Earlier this year, Google announced that users in 10 markets, including the United States, were now conducting more searches on mobile than desktop. That seems to signal that Google is doing a good job of growing mobile, but unless the company gives shareholders more data, it remains unclear whether Google has actually fixed its problems with mobile or if consumers' overall migration from PCs to smartphones is masking the issues.

"Google is benefiting from consumer behavior shifts and accessibility to mobile and capitalizing by constantly refining its offerings tied to mobile search," said Tom Edwards, chief digital officer of agency business at Epsilon, a global marketing company.

Additionally, the search giant is facing fierce competition in the mobile display advertising space from chief rival Facebook and others that have begun to eat into Google's slice of the pie.
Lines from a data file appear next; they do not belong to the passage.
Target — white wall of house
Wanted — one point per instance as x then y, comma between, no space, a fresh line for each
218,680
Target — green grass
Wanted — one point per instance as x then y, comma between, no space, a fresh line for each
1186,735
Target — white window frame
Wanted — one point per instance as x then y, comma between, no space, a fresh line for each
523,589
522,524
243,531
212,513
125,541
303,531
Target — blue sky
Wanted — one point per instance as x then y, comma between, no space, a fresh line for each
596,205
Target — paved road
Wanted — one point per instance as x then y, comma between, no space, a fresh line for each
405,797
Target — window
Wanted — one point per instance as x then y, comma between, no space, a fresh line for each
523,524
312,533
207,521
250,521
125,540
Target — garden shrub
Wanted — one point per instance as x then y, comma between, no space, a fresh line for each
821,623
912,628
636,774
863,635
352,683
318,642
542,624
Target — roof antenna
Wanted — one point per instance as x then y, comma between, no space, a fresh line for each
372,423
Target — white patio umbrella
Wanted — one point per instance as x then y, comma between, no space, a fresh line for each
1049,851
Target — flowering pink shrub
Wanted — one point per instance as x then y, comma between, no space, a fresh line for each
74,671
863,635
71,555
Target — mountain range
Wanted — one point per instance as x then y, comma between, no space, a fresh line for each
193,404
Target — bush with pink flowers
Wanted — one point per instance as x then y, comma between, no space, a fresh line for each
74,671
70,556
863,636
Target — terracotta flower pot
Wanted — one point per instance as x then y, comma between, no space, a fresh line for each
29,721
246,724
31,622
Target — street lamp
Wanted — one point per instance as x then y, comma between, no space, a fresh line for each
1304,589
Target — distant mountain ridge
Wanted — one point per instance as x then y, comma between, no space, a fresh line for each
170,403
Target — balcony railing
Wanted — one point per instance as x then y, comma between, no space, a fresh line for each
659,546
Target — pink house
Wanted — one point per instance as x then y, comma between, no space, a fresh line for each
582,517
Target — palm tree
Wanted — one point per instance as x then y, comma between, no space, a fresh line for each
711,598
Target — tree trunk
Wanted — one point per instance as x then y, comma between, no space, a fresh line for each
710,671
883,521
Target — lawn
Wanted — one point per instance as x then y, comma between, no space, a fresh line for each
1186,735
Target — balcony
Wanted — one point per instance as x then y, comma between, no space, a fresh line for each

Google remains the king of the $72 billion global mobile-advertising sector, with a 33.7 percent market share, but that's down from 38.4 percent in 2014, according to eMarketer.

"The question is just whether broad trends like the ongoing shift to apps instead of the Web on mobile will dampen this growth over time and drive it to other ad companies like Facebook and Twitter," Dawson said. "Unless Google starts providing more transparency around its mobile business, we're going to have to continue to take executives' word for it that it's going well and there aren't any problems, even as they fail to provide any real numbers to make those claims more concrete."